Following an order by the U.S. Department of Education, the University of North Carolina at Chapel Hill announced on Monday its expansion of anti-bias training, as well as its commitment to creating a campus "free from anti-Semitism and all forms of discrimination."
Republican Rep. George Holding of North Carolina called for an investigation following a complaint about anti-Semitic posters that were found in the Walter Royal Davis Library and a Middle East Studies conference in March titled "Conflict Over Gaza: People, Politics and Possibilities," which featured a Palestinian rapper accused of anti-Semitism.
In the agreement between the university and the Office for Civil Rights of the U.S. Department of Education, UNC provided assurance that all actions taken in response to the complaint will be "consistent with the First Amendment of the U.S. Constitution."
The details of the agreement were sent in a campus-wide email that detailed updates to UNC's "Policy on Prohibited Discrimination, Harassment and Related Misconduct."

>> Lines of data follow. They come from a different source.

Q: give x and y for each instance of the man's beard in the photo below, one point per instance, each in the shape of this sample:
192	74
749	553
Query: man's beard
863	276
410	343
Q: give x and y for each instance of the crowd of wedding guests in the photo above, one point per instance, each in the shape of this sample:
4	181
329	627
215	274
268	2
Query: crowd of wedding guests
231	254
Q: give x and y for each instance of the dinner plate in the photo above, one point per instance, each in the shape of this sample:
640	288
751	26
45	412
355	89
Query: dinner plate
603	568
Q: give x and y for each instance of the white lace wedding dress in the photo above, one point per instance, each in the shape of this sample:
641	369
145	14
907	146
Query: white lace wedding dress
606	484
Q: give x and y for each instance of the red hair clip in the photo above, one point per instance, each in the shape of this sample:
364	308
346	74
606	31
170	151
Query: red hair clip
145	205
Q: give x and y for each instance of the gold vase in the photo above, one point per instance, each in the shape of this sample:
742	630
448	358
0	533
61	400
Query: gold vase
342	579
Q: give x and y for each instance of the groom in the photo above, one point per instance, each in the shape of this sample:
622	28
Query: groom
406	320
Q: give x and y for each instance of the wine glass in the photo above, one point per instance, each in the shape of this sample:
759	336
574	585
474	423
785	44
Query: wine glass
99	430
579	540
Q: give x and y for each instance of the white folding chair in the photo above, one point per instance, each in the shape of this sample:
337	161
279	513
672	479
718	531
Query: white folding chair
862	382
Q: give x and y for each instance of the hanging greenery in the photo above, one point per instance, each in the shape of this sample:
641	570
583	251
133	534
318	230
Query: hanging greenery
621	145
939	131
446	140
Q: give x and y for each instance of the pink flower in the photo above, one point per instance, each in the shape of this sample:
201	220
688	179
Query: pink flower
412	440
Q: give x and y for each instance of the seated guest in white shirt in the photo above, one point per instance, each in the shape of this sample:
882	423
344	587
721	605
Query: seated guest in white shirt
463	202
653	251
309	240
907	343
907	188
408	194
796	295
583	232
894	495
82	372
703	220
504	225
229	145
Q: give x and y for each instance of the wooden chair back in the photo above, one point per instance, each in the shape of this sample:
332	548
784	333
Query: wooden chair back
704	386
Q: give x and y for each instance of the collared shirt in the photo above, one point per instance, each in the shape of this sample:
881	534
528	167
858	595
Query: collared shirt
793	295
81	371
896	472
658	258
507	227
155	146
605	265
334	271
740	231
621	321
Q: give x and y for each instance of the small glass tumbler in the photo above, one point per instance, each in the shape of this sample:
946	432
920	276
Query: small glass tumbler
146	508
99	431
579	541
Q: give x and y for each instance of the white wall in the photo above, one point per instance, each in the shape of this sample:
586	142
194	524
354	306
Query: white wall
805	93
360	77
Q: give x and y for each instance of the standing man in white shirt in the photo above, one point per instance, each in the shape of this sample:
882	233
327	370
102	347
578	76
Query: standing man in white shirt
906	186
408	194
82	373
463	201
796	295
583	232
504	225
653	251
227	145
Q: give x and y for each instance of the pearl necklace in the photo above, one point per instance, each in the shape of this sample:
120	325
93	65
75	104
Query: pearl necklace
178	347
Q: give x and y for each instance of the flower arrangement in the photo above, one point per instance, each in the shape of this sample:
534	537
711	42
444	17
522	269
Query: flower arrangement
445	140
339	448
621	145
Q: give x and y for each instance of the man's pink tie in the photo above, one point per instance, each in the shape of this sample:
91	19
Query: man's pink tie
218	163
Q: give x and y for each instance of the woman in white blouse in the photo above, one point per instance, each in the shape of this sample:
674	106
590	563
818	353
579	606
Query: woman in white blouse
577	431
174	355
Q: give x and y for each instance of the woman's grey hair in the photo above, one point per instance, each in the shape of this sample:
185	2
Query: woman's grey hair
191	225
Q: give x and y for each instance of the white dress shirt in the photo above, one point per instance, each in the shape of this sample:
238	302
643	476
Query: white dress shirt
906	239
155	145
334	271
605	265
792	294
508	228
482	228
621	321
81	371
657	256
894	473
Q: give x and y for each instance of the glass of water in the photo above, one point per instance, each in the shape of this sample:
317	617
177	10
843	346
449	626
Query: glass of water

Changes include a statement to "reiterate its commitment to having an environment free from prohibited harassment, including but not limited to anti-Semitic harassment," as well as a statement in the discrimination policy that could include a clear definition of anti-Semitism and must include how anti-Semitism can manifest itself at the university.
In the agreement, UNC agreed to host at least one meeting in each of the next school years for students, faculty and staff to discuss any harassment concerns, and promising to "take appropriate steps" to address any issues.
At any orientation and training sessions, the agreement stated, the university will request the vendor that provides the online training module to modify the training module to include a section on anti-Semitic harassment.
Previously, the Middle East Studies program has been federally investigated after finding that it promoted "positive aspects" of Islam, but not other religions.